How To Have the “Best Years of Your Life” (Again)

Last night I watched a fun + inspiring (if unextraordinary) film called Being Awesome, about two high school students who reconnect after their high school reunion and form a mutual pledge to overcome their decade (or decade plus) of failure.

The movie dwelled a lot on the challenges of high school and the regret many adults feel in the aftermath. For some people (including the character Teddy in this movie, high school seems like “the best years of your life.”

This view bothers me a lot, because 1) it’s really depressing to think that you peaked in high school, 2) it’s untrue to think that life after high school isn’t or couldn’t be better, and 3) high school is for most people a terrible experience and a terrible institution. Still, there must be *some* reason people look back on those 4 years (for most people, the years between 15 and 19) as the best (or some of the best) years of their lives.

An Amazon commenter on the movie left a review which jogged this thought for me:

As someone about to hit their 20 year high school reunion, it perfectly brought back the emotions you still feel about the most transformative years of your life.
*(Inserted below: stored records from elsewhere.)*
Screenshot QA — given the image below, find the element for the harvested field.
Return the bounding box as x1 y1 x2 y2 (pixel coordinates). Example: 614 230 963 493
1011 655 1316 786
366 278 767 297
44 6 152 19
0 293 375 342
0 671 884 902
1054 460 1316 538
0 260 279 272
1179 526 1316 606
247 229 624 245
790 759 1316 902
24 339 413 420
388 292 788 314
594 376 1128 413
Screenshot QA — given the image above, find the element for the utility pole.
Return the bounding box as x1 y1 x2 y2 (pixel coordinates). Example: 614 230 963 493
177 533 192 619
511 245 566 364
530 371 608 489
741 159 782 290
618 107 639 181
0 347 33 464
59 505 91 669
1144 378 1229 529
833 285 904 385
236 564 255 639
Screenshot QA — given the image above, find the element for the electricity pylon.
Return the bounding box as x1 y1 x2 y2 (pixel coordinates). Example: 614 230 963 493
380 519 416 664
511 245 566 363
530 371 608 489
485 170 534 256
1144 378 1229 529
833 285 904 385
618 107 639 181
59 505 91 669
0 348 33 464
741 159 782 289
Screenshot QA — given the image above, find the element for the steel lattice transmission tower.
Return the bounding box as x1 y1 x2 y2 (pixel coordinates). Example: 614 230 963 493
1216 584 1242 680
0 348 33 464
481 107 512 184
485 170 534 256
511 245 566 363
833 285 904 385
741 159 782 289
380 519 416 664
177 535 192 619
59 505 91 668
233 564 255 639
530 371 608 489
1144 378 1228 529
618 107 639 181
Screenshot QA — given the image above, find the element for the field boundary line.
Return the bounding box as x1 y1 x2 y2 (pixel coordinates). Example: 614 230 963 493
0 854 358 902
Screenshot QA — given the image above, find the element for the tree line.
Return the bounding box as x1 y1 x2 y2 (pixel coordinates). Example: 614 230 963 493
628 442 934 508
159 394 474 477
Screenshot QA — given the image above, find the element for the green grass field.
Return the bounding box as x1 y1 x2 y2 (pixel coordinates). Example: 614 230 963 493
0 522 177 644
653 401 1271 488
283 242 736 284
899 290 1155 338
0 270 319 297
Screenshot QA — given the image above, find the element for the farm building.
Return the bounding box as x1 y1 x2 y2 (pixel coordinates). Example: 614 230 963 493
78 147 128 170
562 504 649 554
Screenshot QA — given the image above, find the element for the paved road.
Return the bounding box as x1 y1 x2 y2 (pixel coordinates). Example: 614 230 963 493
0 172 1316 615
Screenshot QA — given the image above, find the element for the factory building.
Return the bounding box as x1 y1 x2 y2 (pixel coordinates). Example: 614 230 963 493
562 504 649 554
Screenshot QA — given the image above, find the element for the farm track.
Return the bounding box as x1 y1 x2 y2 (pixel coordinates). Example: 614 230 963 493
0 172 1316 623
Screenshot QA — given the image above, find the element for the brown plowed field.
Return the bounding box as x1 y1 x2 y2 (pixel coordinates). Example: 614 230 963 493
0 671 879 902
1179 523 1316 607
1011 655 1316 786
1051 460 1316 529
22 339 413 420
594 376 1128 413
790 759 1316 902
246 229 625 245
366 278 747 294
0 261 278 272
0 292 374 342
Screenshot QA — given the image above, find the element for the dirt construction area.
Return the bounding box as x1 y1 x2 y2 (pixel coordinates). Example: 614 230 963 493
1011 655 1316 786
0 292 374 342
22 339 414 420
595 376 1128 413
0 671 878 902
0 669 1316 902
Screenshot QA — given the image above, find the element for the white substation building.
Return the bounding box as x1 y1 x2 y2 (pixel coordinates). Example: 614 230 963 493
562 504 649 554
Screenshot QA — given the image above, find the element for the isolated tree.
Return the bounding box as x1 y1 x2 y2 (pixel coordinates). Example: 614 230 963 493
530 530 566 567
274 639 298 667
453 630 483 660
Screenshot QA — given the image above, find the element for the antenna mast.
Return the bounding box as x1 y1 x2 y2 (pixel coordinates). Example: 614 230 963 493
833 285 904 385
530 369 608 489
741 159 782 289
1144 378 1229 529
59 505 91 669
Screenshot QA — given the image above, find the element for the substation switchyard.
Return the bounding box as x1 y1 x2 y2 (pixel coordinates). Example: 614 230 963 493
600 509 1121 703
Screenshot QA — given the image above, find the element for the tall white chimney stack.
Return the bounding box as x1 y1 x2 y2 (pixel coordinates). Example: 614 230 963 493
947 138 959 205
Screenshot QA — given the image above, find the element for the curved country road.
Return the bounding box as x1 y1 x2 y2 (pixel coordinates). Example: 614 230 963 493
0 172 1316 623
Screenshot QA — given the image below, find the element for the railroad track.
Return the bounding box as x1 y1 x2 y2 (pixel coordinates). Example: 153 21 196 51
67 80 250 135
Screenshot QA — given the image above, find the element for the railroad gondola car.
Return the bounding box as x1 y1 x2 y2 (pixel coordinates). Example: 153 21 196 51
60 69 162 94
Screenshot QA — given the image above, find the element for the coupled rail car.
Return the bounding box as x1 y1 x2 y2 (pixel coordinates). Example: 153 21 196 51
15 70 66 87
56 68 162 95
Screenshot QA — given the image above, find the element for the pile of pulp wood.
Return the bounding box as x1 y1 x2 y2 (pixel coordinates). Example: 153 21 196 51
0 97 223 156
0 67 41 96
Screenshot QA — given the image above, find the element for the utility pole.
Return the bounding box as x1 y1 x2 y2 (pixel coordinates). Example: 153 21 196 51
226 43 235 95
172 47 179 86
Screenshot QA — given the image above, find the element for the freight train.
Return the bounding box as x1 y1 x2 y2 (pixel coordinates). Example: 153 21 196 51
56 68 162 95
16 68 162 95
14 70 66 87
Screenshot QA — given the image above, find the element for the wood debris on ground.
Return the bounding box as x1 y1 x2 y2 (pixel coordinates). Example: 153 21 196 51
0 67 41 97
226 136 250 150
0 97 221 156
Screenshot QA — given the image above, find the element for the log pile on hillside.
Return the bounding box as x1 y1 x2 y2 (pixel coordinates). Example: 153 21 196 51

“The most transformative years of your life.” That’s pretty spot on, actually. What if the thing that makes us so fond of our (often painful) high school experiences is the fact that we were changing so much?

I have a working theory along those lines.

In high school, you were awkward, you were raw, you were unformed. You were still figuring out how you worked, how society worked, how work worked, how love worked, how friendships worked, etc. Precisely because of that, every experience was dear and novel enough to remember. And precisely because of your ignorance and unformed-ness, you were full of potential*, and the future was a broad road laid out in front of you. You also completed this process alongside other people who were experiencing the same metamorphosis – you had a rare camaraderie which becomes less common with age.

As you got older and left high school and college, you settled into your routines and into your chosen track, becoming more solid and more molded. You mastered most of the things you (and other young people) struggled with in your teen years. That’s perfectly normal and healthy, but it can also go too far in the direction of comfort.

Many people (like the protagonists in Being Awesome) keep their lives so small and unchallenging and comfortable that mastery becomes meaningless. Lloyd works as a teacher in the same high school. Teddy works at a bar. Yes, they may have mastered those parts of adult life, but they have hardly ventured out of the things with which they were comfortable in high school.

You’re probably in better shape than Teddy and Lloyd, but you have probably also ceased to change and evolve at a pace beyond your comfort zone. This, I think, is why you won’t be looking back at the years of your current life as “the best years of your life.” This is why you still might be looking fondly back at high school instead.

It’s the rate of  rapid change and development and self-discovery that makes the teen years the best and most memorable/important years of many peoples’ lives. It’s the feeling of potential. It’s the feeling of camaraderie. It’s perfectly possible to replicate and even top these elements of your “best years” at any time in life.

I’ve written before about the value of new experiences. Some people actually think that they can lengthen your perception of time. They can certainly do a lot to restore the disorientation and novelty and development that happened for you in high school. In fact, while you may be more experienced now, you (now that you’re an adult with a job) probably have better access to new experiences than ever:

  • Go travel to a new country where you’re a bumbling idiot who doesn’t speak the language or know the customs.
  • Go try to acquire a new skill, like jiu-jitsu or boating or dancing, where you’re likely to make embarrassing mistakes.
  • Go move to a new city, build a new friend group, and start a new job. Your experience of rebuilding from scratch will be quite memorable.

You may have to plunge your life into the same baptism of controlled chaos* you had when you entered your teen/high school years. That’s easy enough. Camaraderie I haven’t figured out yet, but perhaps you can do what Teddy and Lloyd did and mutually pledge with some of your old buddies that *these* will be the most awesome years of your life.

Warning: this is as yet untested advice, outside of some of my own reflections and experiences (my life immediately after high school – moving to a new city and starting a new job – I will probably remember best) . But it does seem to explain why certain experiences (including but not limited to high school and college) are so memorable for us. Give it a shot on a micro scale sometime.

* Intellectual credit: Psychologist Jordan Peterson lectures pretty frequently about the relationship of known/unknown, order/chaos, and potential/actual. I would be remiss to not give him some credit here.